Table 1. U&LP effect of prostaglandin E2 (1 and 10 μM) on the baseline tension and on the frequency and amplitude of spontaneous phasic contractions (mean change ± SEM).
Figure 1. Traces showing changes to baseline tension of U&LP in response to PGE2 at concentrations of 1 μM (A) and 10 μM (B) over 15 min. (C) Peak responses after the addition of PGE2 (1 μM, n = 38) and PGE2 (10 μM, n = 42).
Prostaglandin E2 on Detrusor Preparations
In detrusor preparations, PGE2 caused concentration-dependent increases in baseline tension over the increasing concentrations (1–10 μM, Table 2 and Figure 2). Detrusor preparations did not reach a visible peak in response to PGE2 within the experimental timeframe, so each tension recording was completed at set intervals of 10 and 20 min. In response to prostaglandin E2 (1 μM, Table 2 and Figure 2), an increase of 80 ± 13% (n = 38, p < 0.001) was observed 10 min after the addition of the agonist, and in response to prostaglandin E2 (10 μM, Table 2 and Figure 2) an increase of 155 ± 21% (n = 34, p < 0.001) was observed 10 min after the addition of agonist. Twenty minutes after the addition of prostaglandin E2 (1 μM, Table 2), baseline tensions had increased by 107 ± 13% (n = 38, p < 0.001), whereas 20 min after the treatment with prostaglandin E2 (10 μM, Table 2), had increased by 175 ± 21% (n = 34, p < 0.001).
Table 2. Detrusor effect of prostaglandin E2 (1 and 10 μM) on the baseline tension and on the frequency and amplitude of spontaneous phasic contractions (mean change ± SEM).

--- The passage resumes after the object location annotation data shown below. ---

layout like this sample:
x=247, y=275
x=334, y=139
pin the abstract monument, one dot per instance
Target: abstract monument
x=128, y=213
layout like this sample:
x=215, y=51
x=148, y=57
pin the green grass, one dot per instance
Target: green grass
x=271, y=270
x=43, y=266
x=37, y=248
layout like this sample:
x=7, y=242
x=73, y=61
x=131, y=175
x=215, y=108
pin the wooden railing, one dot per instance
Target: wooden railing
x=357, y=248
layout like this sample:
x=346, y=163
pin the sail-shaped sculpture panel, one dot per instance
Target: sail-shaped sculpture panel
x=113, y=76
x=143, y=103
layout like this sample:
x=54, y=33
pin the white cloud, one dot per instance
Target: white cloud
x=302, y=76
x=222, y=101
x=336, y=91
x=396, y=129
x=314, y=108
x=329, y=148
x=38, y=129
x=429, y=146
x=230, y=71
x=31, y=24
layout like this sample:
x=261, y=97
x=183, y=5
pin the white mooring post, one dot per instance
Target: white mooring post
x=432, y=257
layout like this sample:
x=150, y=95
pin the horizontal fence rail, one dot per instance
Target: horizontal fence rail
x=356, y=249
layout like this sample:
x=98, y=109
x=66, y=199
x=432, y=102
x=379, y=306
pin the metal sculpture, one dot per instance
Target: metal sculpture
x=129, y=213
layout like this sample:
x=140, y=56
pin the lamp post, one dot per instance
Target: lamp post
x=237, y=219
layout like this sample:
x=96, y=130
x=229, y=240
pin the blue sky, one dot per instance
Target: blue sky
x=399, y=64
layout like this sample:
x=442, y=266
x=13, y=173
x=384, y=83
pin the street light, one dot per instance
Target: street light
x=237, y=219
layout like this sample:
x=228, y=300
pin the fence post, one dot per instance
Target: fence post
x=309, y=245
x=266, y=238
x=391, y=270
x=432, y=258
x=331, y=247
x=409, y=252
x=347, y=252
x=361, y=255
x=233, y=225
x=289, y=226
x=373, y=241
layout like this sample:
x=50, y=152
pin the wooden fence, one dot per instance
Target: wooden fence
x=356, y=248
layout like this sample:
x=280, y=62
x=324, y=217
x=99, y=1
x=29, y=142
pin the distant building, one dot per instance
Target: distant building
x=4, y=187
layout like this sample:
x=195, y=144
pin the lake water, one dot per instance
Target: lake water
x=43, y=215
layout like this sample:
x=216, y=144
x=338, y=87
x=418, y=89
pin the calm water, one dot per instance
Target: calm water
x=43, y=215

Figure 2. Traces showing changes to baseline tension of detrusor smooth muscle in response to PGE2 at concentrations of 1 μM (A) and 10 μM (B) over 15 min. (C) Peak responses after the addition of PGE2 (1 μM, n = 38) and PGE2 (10 μM, n = 34).
Only 21% of all detrusor preparations exhibited spontaneous phasic contractions at baseline and as such, the frequency and amplitude of spontaneous activity was not calculated. Of those that did not exhibit baseline activity, spontaneous phasic contractions were initiated after the addition of PGE2 in 83% of preparations.
Receptor-Selective Antagonists in U&LP Preparations
The responses to prostaglandin E2 were observed in the presence of the selective receptor antagonists: SC-19220 (EP1 antagonist, 10 μM), AH6809 (EP1/EP2 antagonist, 10 μM), L-798106 (EP3 antagonist, 100 nM) and AH23848 (EP4 antagonist, 10 μM). None of the prostaglandin E2 receptor antagonists had any effect on baseline tension, frequency or amplitude of spontaneous phasic contractions and they also had no effect on U&LP in response to prostaglandin E2 (1 μM, Table 3). The time required to reach peak baseline tension was investigated in U&LP tissues treated with PGE2 in the presence and absence of EP receptor antagonists. In response to prostaglandin E2 (1 μM), U&LP tissue strips took 4.48 ± 0.28 min to reach their peak baseline tensions. Tissues incubated with SC-19220 (1 μM, n = 8, p < 0.05) took 6.37 ± 0.39 min to reach peak. There were no significant differences in times taken to reach peak baseline tension in tissues treated with either AH6809, L-798106 or AH23848.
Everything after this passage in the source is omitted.